Au moment de réaliser des emprunts professionnels, il n'est pas inutile de rappeler sa situation. Lorsque la banque verse sur le compte bancaire le montant de l’emprunt accordé, aucun bénéfice n’est constaté au niveau de la comptabilité. De même, le remboursement du capital ne procure aucun frais car, seuls, les intérêts de l’emprunt et les frais annexes peuvent venir en déduction du résultat au fur et à mesure des remboursements. Assurance conseillée L'emprunt a été assuré contre les risques de décès ou d’invalidité. Mais l'est-il suffisamment ? Prenons le cas d’un couple d’agriculteurs qui dispose d’un revenu d’environ 30.000 €, avec un endettement avoisinant 220.000 €. Si l’un ou l’autre membre du foyer venait à décéder, le capital restant dû serait pris en charge par l’assurance, en totalité ou partiellement selon les modalités du contrat. D'où un enrichissement venant s’ajouter au résultat du foyer fiscal et sur lequel il faudra supporter l’impôt et les prélèvements sociaux. D'importants enjeux Or, aucune somme d’argent n’est perçue pour y faire face. Les enjeux peuvent être très importants. En cas de décès, le résultat de l’année serait constitué du revenu courant et du profit exceptionnel dû à l’extinction des emprunts, soit dans notre exemple 250.000 €. Le foyer fiscal est composé de deux parts :

Impôt avec le seul revenu courant de 30.000 € : 15.000 €

Impôt avec le revenu total de 250.000 € : 75.000 €
_________
Soit un supplément de : 73.500 €

Des modalités particulières d’imposition sont prévues dans cette situation (système du quotient).

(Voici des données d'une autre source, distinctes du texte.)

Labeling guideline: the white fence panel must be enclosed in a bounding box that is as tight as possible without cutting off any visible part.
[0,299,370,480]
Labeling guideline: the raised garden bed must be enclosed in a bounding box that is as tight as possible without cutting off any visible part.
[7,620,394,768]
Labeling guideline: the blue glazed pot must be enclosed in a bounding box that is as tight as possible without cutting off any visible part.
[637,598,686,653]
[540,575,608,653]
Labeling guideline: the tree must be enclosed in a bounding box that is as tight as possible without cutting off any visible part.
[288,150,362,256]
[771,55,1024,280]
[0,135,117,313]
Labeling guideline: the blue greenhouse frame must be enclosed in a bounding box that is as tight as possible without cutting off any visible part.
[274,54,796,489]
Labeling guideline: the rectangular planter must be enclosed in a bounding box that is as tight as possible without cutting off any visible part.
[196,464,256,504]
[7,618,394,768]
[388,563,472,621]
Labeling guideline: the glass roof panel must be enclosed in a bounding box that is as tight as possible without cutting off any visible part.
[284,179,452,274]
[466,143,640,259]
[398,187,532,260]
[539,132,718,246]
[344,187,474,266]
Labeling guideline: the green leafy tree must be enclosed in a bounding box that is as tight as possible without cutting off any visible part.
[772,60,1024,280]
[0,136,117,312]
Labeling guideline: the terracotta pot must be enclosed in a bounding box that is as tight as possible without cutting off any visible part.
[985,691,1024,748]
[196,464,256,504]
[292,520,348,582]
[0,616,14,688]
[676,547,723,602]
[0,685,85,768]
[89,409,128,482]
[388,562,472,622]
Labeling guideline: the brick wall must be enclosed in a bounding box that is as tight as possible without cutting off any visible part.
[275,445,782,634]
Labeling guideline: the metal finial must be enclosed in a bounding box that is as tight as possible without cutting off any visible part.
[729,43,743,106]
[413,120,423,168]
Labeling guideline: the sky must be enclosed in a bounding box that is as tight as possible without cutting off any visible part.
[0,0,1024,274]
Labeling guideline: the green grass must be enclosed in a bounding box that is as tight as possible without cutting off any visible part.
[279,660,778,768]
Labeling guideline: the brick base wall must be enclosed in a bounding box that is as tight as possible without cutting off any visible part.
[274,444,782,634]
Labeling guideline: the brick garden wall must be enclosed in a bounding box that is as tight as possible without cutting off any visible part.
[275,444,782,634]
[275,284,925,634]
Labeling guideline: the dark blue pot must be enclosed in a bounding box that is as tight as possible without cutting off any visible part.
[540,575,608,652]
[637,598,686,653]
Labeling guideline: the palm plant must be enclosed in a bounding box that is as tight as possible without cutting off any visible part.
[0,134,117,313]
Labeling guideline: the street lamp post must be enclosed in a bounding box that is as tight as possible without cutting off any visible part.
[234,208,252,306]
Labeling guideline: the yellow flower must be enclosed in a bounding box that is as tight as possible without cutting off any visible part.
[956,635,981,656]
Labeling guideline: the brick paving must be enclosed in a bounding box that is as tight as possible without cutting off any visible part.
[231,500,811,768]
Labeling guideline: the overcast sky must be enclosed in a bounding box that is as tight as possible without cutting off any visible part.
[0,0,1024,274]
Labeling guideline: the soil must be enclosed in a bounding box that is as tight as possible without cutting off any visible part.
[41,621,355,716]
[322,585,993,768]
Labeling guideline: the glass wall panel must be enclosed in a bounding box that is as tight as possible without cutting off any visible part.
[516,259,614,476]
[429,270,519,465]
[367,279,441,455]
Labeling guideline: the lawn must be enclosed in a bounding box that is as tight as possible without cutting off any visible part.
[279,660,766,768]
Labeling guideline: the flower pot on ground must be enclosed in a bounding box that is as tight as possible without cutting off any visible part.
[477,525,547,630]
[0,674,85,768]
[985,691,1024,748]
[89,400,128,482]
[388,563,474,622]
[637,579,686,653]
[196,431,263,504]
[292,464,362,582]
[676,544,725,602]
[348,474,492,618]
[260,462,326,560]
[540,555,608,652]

Elles permettront dans certains cas de limiter l’impôt, à 53.500 € dans l'exemple. Démarches ultérieures Dans bien des cas, il conviendra également de majorer ce montant des prélèvements sociaux et  des droits de succession. L'emprunteur doit ensuite effectuer plusieurs démarches. La protection de sa famille nécessite d’assurer ces suppléments de dépenses. Ceci afin d’éviter d’éventuelles décapitalisations fragilisant la poursuite de l’activité par son conjoint ou ses enfants. Périodiquement, il faudra actualiser les calculs pour ajuster le capital à assurer. Ne sous-estimez pas ce risque, quel que soit votre endettement.